The little waterfall in the rock garden behind me is singing its soothing song, the bees are humming in the poppies to my right, and still the canola from the neighbour’s field across the road spreads it golden scent, heavy with honey.


These poppies are a pure delight! On the left side of the bed the Oriental Poppies with their ruffled crimson double blossoms have taken residence, while more to the right, towards the pond, is a thick stand of my favourites. Here, single blossoms sway gently in the breeze, in more shades of pink than I would have thought possible: almost-white to salmon coloured, passionate fuchsia to soft pastel, often edged in white. In the morning sunlight, delicate petals cast shadows on the next layer, the fringed, bristly little hub at its centre topped with a whitish ridged cap. No wonder that, in my childhood, we transformed these blossoms, or rather those of their wild cousins growing in fields of rye and barley, into little dolls with ruffled dresses, smoothing back the petals to make ballerina skirts. 


The other day I dead-headed the poppies, a task both necessary (to prevent the delight from being turned into dread: so quickly the tiny seeds can spread over the whole garden) and daunting because there were so many. I took my time, had my little ‘poppy meditation’, searching for yet another plump seed capsule that had escaped my searching eye. On each beheaded stem glistened a drop of yellowish sap, sealing off the wound, and the unmistakable scent of poppies enveloped me – that, too, rising from the depths of my childhood memory. 
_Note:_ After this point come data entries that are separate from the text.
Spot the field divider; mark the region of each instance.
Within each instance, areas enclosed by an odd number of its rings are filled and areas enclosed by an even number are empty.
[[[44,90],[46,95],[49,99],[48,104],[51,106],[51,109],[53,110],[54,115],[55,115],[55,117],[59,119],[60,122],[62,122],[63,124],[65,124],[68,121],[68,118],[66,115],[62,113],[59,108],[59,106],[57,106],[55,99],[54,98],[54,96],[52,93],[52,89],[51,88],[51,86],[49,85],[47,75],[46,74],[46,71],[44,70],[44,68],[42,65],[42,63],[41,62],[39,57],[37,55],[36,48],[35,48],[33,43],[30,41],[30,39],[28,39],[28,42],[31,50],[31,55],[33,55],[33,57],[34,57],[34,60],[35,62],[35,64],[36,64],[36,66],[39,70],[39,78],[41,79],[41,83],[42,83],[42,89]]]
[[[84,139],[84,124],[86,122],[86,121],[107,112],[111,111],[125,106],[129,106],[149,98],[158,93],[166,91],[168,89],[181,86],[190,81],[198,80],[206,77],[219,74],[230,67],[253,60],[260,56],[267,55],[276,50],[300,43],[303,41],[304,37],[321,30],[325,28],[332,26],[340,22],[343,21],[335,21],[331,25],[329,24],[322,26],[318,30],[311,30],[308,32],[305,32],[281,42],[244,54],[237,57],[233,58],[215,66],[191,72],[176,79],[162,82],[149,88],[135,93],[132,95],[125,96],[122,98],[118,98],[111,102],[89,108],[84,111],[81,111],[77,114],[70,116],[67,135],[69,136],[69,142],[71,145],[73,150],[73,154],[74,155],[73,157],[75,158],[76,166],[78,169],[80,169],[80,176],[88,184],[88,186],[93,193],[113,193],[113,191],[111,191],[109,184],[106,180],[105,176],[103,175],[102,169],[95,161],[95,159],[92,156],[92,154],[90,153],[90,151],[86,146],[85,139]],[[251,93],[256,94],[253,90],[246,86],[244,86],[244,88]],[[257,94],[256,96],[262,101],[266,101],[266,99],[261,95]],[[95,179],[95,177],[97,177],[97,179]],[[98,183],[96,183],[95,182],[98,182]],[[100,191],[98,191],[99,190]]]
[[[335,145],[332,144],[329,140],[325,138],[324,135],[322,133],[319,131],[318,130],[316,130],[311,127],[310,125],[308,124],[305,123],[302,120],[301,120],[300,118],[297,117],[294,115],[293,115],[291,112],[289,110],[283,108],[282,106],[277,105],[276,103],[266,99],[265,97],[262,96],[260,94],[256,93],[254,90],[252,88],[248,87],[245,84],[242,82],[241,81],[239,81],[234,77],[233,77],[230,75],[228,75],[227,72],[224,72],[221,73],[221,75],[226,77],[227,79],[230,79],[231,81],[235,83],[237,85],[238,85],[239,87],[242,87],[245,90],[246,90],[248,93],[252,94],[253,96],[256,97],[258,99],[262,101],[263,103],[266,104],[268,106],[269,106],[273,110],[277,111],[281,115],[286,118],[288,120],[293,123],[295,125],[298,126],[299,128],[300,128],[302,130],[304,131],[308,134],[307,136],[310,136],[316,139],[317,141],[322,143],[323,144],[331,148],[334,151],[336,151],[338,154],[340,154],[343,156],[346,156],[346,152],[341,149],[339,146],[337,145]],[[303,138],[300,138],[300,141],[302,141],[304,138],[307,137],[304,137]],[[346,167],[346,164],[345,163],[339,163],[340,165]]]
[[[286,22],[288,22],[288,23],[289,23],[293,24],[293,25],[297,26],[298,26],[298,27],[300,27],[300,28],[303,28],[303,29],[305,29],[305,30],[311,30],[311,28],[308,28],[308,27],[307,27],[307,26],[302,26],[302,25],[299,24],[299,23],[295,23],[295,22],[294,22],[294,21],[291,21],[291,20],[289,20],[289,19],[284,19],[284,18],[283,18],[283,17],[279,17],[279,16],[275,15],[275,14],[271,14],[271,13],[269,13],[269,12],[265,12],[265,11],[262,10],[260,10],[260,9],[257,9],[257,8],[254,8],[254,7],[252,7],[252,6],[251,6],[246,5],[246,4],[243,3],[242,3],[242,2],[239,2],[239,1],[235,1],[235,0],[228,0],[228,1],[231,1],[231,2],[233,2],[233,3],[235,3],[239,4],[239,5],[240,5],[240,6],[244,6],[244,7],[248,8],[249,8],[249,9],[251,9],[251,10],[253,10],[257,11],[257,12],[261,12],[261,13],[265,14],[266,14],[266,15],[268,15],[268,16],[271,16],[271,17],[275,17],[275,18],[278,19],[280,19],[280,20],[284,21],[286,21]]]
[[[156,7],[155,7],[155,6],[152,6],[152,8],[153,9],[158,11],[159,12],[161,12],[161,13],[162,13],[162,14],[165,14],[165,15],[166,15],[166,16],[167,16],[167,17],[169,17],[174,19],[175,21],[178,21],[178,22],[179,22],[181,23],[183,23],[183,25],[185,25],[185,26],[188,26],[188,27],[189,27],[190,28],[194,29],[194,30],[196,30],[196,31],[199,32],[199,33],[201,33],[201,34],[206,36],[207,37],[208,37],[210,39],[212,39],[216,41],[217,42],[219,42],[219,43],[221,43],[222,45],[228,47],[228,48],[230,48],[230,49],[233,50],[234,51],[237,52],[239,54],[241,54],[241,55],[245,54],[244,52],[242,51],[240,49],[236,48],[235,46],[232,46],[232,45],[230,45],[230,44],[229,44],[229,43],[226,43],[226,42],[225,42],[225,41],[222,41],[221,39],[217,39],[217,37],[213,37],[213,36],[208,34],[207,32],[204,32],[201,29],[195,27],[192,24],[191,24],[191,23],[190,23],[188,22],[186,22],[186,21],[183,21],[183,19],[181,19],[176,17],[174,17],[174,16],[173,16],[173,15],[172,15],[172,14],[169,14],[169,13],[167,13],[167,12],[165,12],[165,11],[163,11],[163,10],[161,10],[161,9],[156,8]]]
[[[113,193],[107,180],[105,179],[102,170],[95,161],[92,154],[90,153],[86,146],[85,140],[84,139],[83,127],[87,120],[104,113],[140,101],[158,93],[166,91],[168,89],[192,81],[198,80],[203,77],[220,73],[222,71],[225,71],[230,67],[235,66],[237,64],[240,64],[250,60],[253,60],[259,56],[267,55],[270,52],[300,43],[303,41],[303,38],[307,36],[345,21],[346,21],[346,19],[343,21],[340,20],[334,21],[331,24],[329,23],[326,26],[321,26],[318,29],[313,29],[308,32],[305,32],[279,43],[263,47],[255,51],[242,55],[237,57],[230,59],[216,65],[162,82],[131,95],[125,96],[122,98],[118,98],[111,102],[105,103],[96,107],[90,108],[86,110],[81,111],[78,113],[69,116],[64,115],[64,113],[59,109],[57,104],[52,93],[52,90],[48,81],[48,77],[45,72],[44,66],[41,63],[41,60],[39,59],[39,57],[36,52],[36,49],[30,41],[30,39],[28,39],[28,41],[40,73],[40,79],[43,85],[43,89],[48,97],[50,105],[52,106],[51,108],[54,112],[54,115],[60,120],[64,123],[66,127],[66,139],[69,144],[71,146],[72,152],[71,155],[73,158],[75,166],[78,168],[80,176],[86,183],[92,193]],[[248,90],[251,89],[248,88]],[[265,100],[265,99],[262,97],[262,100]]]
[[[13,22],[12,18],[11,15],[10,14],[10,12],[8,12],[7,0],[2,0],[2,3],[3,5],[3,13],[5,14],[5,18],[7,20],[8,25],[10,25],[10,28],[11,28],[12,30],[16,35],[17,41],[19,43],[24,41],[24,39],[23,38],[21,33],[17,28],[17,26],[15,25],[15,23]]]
‘Drows’d with the fume of poppies ...’ – this line from Keats’s ‘Ode to Autumn’ suddenly took on real meaning. How different it is to read something – quite sure of its meaning – and to experience it with our body, our senses, to truly know it all of a sudden.

The sun has traveled around and now lingers on my face: time to pack up and head for the garden, a paradise not only filled with flowers and ripening vegetables, but unfortunately still with too many weeds as well, side effects of yet another wet summer.